|
The Gentleman's Magazine
Thoughts about Indexes and
Searching
These thoughts about indexes and searching were prompted
by using the Gentleman's Magazine, published in London 1731
to 1907, or 1922.
source type: Gents Mag
Using indexes and using search tools are quite different
ways are exploring a text source like the Gentleman's
Magazine. Searching has recently become popular with the use
of websites. What is offered by some websites, but not
explained, is a search tool that apparently works on .pdf
page images using Optical Character Recognition (OCR)
software somewhere in the process. Other tools are based on
more reliable machine readable text, but there are still
difficulties.

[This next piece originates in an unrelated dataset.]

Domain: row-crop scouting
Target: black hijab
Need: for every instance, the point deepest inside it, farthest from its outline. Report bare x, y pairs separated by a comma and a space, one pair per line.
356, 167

A major failing of searching is that the text
being searched is old, it has odd letter forms, odd
spellings, odd hyphenations, and so on. Looking for
Windermere you will not find Wynandermere, Winder Meer, and
other spellings, or even the current spelling if it is split
over a line or a page. It is not reasonable to expect the
searcher to know all possible variants, some of which might
be one-off errors, which have to be searched for. It gets
worse if the target of the search has changed its name at
one time or another: Thirlmere was known as Leathes Water
and Wythburn Water amongst other things as well as having
variant spellings. If the target of the search is not narrow
but a wide interest then things get completely impossible:
would you know to look for William Gibson when looking for
people of interest to The Lakes? The user can't be expected
to know what to look for. Powerful and apparently successful
search engines like Google leave you in awe at their power:
BUT you don't know what they have missed.
Using an index is a different process. The user does the
searching by scanning down a list of what is available
presented in a useable order. This, too, has failings. Did
the indexer include keys to every thing in which you have an
interest, and did he key oddly spellt variants under both
the source spelling and a standardised modern form? Good
indexing depends on common sense, appreciation of the
source, and of people's interests, supported by strong
terminology rules, awareness of the value of variant forms,
and so on. Its an art: its never perfect, but it should link
you to the target of your search through all sorts of
spellings and historical versions of names of people,
places, etc. In the arrangement of the index keys a name
like William Gibson will be presented in a list that makes
his relevance to The Lakes apparent. Beware that although
book indexing is often done very well, indexing to books in
a collection, especially, for example, a public library, is
usually extemely poor.
|
|
What To Index and How
Indexing the transcribed pages, stuff relevant to
Cumbria, in a reasonably thorough way is not a small task.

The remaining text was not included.